This website is for Vega-Lite v2. Go to the main Vega-Lite homepage for the latest release.

Data

Edit this page

Akin to Vega’s data model, the basic data model used by Vega-Lite is tabular data, similar to a spreadsheet or a database table. Individual data sets are assumed to contain a collection of records, which may contain any number of named data fields.

Vega-Lite’s data property describes the visualization’s data source as part of the specification, which can be either inline data (values) or a URL from which to load the data (url). Alternatively, we can create an empty, named data source (name), which can be bound at runtime or populated from top-level datasets.

Documentation Overview

Types of Data Sources

Inline Data

Inline Data can be specified using values property. Here is a list of all properties of an inline data source:

Property Type Description
values InlineDataset

Required. The full data set, included inline. This can be an array of objects or primitive values, an object, or a string. Arrays of primitive values are ingested as objects with a data property. Strings are parsed according to the specified format type.

name String

Provide a placeholder name and bind data at runtime.

format DataFormat

An object that specifies the format for parsing the data.

For example, the following specification embeds an inline data table with nine rows and two columns (a and b).

If the input data is simply an array of primitive values, each value is mapped to the data property of a new object. For example [5, 3, 8, 1] is loaded as:

[ {"data": 5}, {"data": 3}, {"data": 8}, {"data": 1} ]

You can also inline a string that will be parsed according to the specified format type.

Data from URL

Data can be loaded from a URL using the url property.

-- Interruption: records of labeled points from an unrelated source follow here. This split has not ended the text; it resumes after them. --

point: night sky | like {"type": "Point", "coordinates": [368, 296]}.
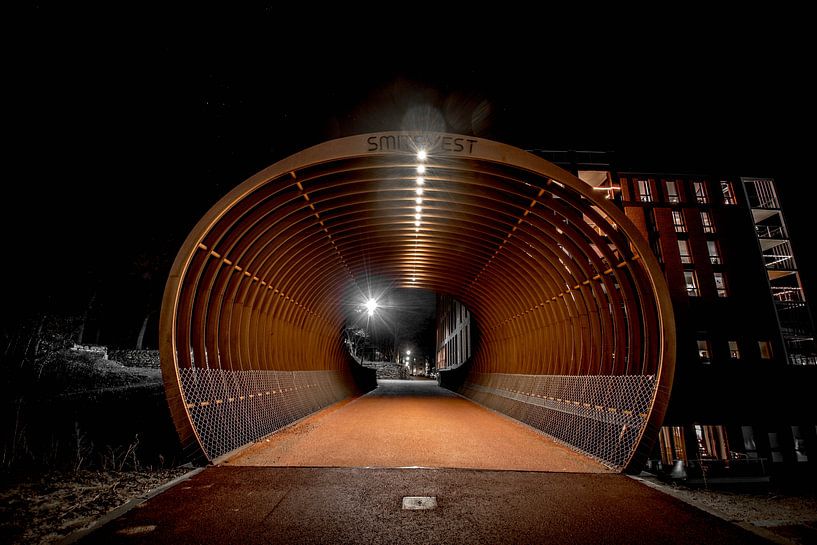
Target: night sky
{"type": "Point", "coordinates": [122, 138]}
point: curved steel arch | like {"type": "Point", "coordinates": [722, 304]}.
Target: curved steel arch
{"type": "Point", "coordinates": [577, 330]}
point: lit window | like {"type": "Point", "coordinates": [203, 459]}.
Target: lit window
{"type": "Point", "coordinates": [700, 192]}
{"type": "Point", "coordinates": [728, 193]}
{"type": "Point", "coordinates": [706, 220]}
{"type": "Point", "coordinates": [714, 252]}
{"type": "Point", "coordinates": [692, 283]}
{"type": "Point", "coordinates": [678, 221]}
{"type": "Point", "coordinates": [703, 350]}
{"type": "Point", "coordinates": [672, 191]}
{"type": "Point", "coordinates": [765, 349]}
{"type": "Point", "coordinates": [683, 249]}
{"type": "Point", "coordinates": [656, 249]}
{"type": "Point", "coordinates": [720, 284]}
{"type": "Point", "coordinates": [734, 351]}
{"type": "Point", "coordinates": [644, 193]}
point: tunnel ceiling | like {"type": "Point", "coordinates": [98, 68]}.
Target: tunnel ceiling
{"type": "Point", "coordinates": [558, 279]}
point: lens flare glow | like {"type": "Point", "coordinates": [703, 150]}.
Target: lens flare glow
{"type": "Point", "coordinates": [371, 306]}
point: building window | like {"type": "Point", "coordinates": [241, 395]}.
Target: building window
{"type": "Point", "coordinates": [692, 283]}
{"type": "Point", "coordinates": [700, 192]}
{"type": "Point", "coordinates": [714, 252]}
{"type": "Point", "coordinates": [720, 284]}
{"type": "Point", "coordinates": [655, 243]}
{"type": "Point", "coordinates": [672, 444]}
{"type": "Point", "coordinates": [644, 193]}
{"type": "Point", "coordinates": [799, 436]}
{"type": "Point", "coordinates": [749, 442]}
{"type": "Point", "coordinates": [774, 446]}
{"type": "Point", "coordinates": [712, 442]}
{"type": "Point", "coordinates": [683, 249]}
{"type": "Point", "coordinates": [678, 221]}
{"type": "Point", "coordinates": [672, 191]}
{"type": "Point", "coordinates": [706, 221]}
{"type": "Point", "coordinates": [703, 350]}
{"type": "Point", "coordinates": [734, 351]}
{"type": "Point", "coordinates": [728, 193]}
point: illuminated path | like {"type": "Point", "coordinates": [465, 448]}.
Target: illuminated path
{"type": "Point", "coordinates": [413, 424]}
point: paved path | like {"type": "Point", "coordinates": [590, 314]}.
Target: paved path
{"type": "Point", "coordinates": [255, 505]}
{"type": "Point", "coordinates": [413, 424]}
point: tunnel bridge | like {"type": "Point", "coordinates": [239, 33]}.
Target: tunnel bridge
{"type": "Point", "coordinates": [577, 332]}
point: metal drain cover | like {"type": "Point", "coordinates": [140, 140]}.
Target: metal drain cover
{"type": "Point", "coordinates": [419, 502]}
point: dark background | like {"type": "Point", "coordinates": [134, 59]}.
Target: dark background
{"type": "Point", "coordinates": [126, 127]}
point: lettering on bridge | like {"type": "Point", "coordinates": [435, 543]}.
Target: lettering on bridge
{"type": "Point", "coordinates": [432, 143]}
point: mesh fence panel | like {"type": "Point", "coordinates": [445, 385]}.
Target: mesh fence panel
{"type": "Point", "coordinates": [601, 416]}
{"type": "Point", "coordinates": [232, 408]}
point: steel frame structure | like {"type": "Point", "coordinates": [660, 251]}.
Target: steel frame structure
{"type": "Point", "coordinates": [560, 282]}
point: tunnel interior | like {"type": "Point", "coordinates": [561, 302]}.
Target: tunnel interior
{"type": "Point", "coordinates": [576, 329]}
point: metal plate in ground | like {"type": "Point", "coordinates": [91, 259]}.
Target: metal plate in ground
{"type": "Point", "coordinates": [419, 502]}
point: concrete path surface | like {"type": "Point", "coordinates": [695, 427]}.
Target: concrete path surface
{"type": "Point", "coordinates": [255, 505]}
{"type": "Point", "coordinates": [413, 424]}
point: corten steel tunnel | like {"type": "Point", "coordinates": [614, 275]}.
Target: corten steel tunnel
{"type": "Point", "coordinates": [577, 332]}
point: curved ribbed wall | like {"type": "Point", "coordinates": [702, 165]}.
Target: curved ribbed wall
{"type": "Point", "coordinates": [561, 283]}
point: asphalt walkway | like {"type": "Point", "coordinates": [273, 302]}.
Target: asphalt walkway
{"type": "Point", "coordinates": [354, 474]}
{"type": "Point", "coordinates": [413, 424]}
{"type": "Point", "coordinates": [266, 505]}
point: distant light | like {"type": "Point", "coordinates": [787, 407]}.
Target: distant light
{"type": "Point", "coordinates": [371, 305]}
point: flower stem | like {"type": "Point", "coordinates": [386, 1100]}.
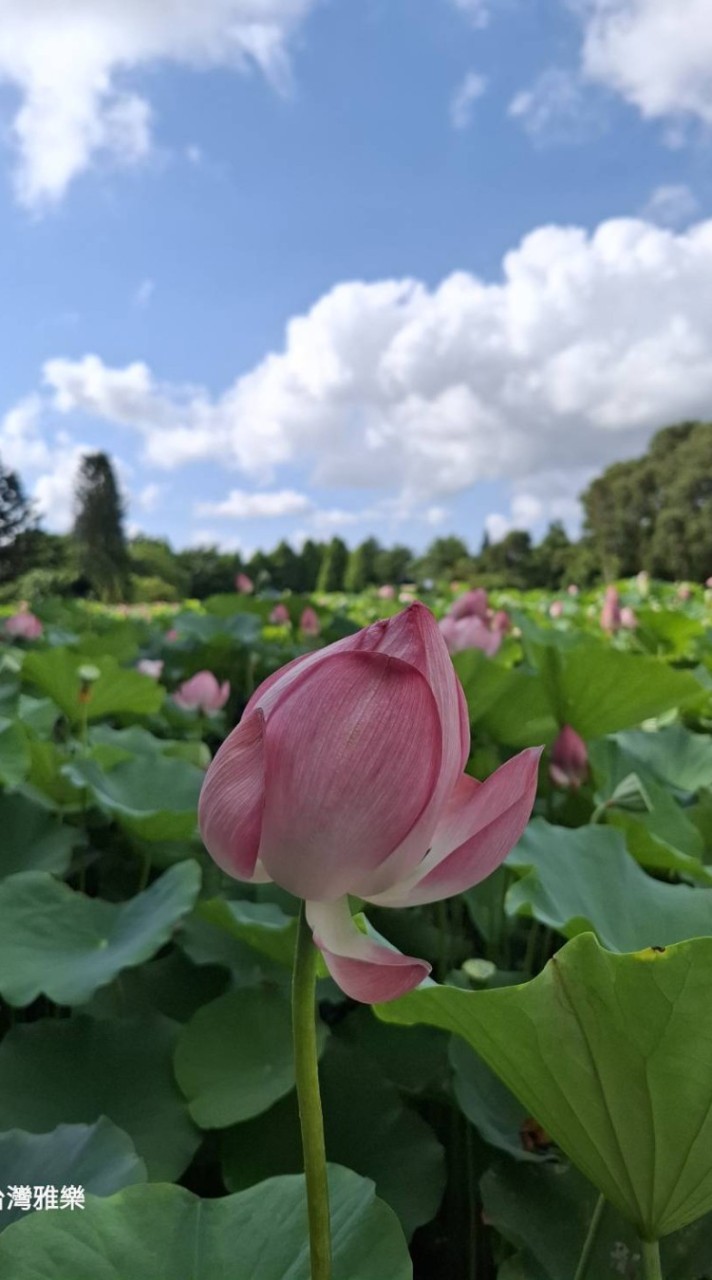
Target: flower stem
{"type": "Point", "coordinates": [306, 1070]}
{"type": "Point", "coordinates": [589, 1243]}
{"type": "Point", "coordinates": [652, 1269]}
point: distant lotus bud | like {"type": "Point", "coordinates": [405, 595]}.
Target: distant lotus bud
{"type": "Point", "coordinates": [345, 776]}
{"type": "Point", "coordinates": [473, 604]}
{"type": "Point", "coordinates": [23, 626]}
{"type": "Point", "coordinates": [309, 622]}
{"type": "Point", "coordinates": [151, 667]}
{"type": "Point", "coordinates": [628, 618]}
{"type": "Point", "coordinates": [202, 693]}
{"type": "Point", "coordinates": [611, 611]}
{"type": "Point", "coordinates": [569, 759]}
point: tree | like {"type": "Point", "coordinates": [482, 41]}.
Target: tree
{"type": "Point", "coordinates": [17, 520]}
{"type": "Point", "coordinates": [333, 566]}
{"type": "Point", "coordinates": [99, 533]}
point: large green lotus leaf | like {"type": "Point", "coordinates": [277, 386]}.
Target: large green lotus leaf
{"type": "Point", "coordinates": [511, 705]}
{"type": "Point", "coordinates": [155, 800]}
{"type": "Point", "coordinates": [523, 1202]}
{"type": "Point", "coordinates": [33, 839]}
{"type": "Point", "coordinates": [674, 754]}
{"type": "Point", "coordinates": [100, 1157]}
{"type": "Point", "coordinates": [74, 1070]}
{"type": "Point", "coordinates": [584, 878]}
{"type": "Point", "coordinates": [149, 1233]}
{"type": "Point", "coordinates": [366, 1128]}
{"type": "Point", "coordinates": [234, 1057]}
{"type": "Point", "coordinates": [612, 1055]}
{"type": "Point", "coordinates": [599, 690]}
{"type": "Point", "coordinates": [55, 672]}
{"type": "Point", "coordinates": [64, 945]}
{"type": "Point", "coordinates": [14, 753]}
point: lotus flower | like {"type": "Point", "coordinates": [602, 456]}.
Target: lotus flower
{"type": "Point", "coordinates": [345, 776]}
{"type": "Point", "coordinates": [151, 667]}
{"type": "Point", "coordinates": [202, 693]}
{"type": "Point", "coordinates": [470, 632]}
{"type": "Point", "coordinates": [611, 611]}
{"type": "Point", "coordinates": [628, 617]}
{"type": "Point", "coordinates": [23, 626]}
{"type": "Point", "coordinates": [569, 759]}
{"type": "Point", "coordinates": [309, 622]}
{"type": "Point", "coordinates": [473, 604]}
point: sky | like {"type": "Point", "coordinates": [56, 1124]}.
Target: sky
{"type": "Point", "coordinates": [305, 268]}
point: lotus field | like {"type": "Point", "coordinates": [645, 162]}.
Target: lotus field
{"type": "Point", "coordinates": [507, 982]}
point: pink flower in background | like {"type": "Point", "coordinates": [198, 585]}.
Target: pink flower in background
{"type": "Point", "coordinates": [569, 759]}
{"type": "Point", "coordinates": [23, 626]}
{"type": "Point", "coordinates": [611, 611]}
{"type": "Point", "coordinates": [345, 776]}
{"type": "Point", "coordinates": [470, 632]}
{"type": "Point", "coordinates": [202, 693]}
{"type": "Point", "coordinates": [151, 667]}
{"type": "Point", "coordinates": [309, 622]}
{"type": "Point", "coordinates": [628, 617]}
{"type": "Point", "coordinates": [473, 604]}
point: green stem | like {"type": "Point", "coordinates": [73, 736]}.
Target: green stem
{"type": "Point", "coordinates": [306, 1070]}
{"type": "Point", "coordinates": [652, 1269]}
{"type": "Point", "coordinates": [589, 1243]}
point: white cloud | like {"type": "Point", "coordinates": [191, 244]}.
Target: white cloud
{"type": "Point", "coordinates": [465, 97]}
{"type": "Point", "coordinates": [657, 54]}
{"type": "Point", "coordinates": [557, 108]}
{"type": "Point", "coordinates": [671, 205]}
{"type": "Point", "coordinates": [584, 346]}
{"type": "Point", "coordinates": [241, 504]}
{"type": "Point", "coordinates": [69, 59]}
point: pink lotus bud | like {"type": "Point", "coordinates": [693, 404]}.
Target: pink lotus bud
{"type": "Point", "coordinates": [611, 611]}
{"type": "Point", "coordinates": [628, 617]}
{"type": "Point", "coordinates": [345, 776]}
{"type": "Point", "coordinates": [202, 693]}
{"type": "Point", "coordinates": [309, 622]}
{"type": "Point", "coordinates": [473, 604]}
{"type": "Point", "coordinates": [23, 626]}
{"type": "Point", "coordinates": [151, 667]}
{"type": "Point", "coordinates": [569, 759]}
{"type": "Point", "coordinates": [502, 621]}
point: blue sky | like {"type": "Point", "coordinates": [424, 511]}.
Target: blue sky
{"type": "Point", "coordinates": [393, 266]}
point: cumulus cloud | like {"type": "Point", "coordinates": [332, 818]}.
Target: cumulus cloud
{"type": "Point", "coordinates": [465, 97]}
{"type": "Point", "coordinates": [241, 504]}
{"type": "Point", "coordinates": [585, 344]}
{"type": "Point", "coordinates": [69, 63]}
{"type": "Point", "coordinates": [657, 54]}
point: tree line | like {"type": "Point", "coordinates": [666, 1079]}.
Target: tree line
{"type": "Point", "coordinates": [651, 513]}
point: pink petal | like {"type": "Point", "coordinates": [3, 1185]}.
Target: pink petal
{"type": "Point", "coordinates": [352, 757]}
{"type": "Point", "coordinates": [480, 826]}
{"type": "Point", "coordinates": [364, 969]}
{"type": "Point", "coordinates": [232, 801]}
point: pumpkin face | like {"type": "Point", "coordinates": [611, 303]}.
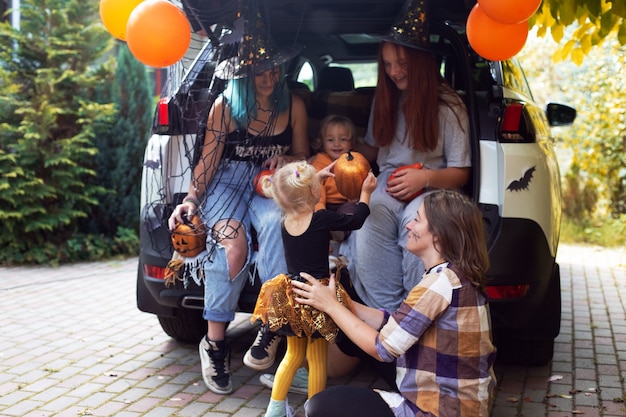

In addition, the format of the input data can be specified using the formatType property. By default Vega-Lite will infer the type from the file extension.

Here is a list of all properties describing a data source from URL:

Property Type Description
url String

Required. An URL from which to load the data set. Use the format.type property to ensure the loaded data is correctly parsed.

name String

Provide a placeholder name and bind data at runtime.

format DataFormat

An object that specifies the format for parsing the data.

For example, the following specification loads data from a relative url: data/cars.json. Note that the format type is implicitly "json" by default.

Named Data Sources

Data can also be added at runtime through the Vega View API. Data sources are referenced by name, which is specified in Vega-Lite with name.

Here is a list of all properties describing a named data source:

Property Type Description
name String

Required. Provide a placeholder name and bind data at runtime.

format DataFormat

An object that specifies the format for parsing the data.

For example, to create a data source named myData, use the following data

{
    "name": "myData"
}

Format

The format object describes the data format and additional parsing instructions.

Property Type Description
type String

Type of input data: "json", "csv", "tsv", "dsv". The default format type is determined by the extension of the file URL. If no extension is detected, "json" will be used by default.

parse String | Parse | Null

If set to "auto" (the default), perform automatic type inference to determine the desired data types. If set to null, disable type inference based on the spec and only use type inference based on the data. Alternatively, a parsing directive object can be provided for explicit data types. Each property of the object corresponds to a field name, and the value to the desired data type (one of "number", "boolean", "date", or null (do not parse the field)). For example, "parse": {"modified_on": "date"} parses the modified_on field in each input record a Date value.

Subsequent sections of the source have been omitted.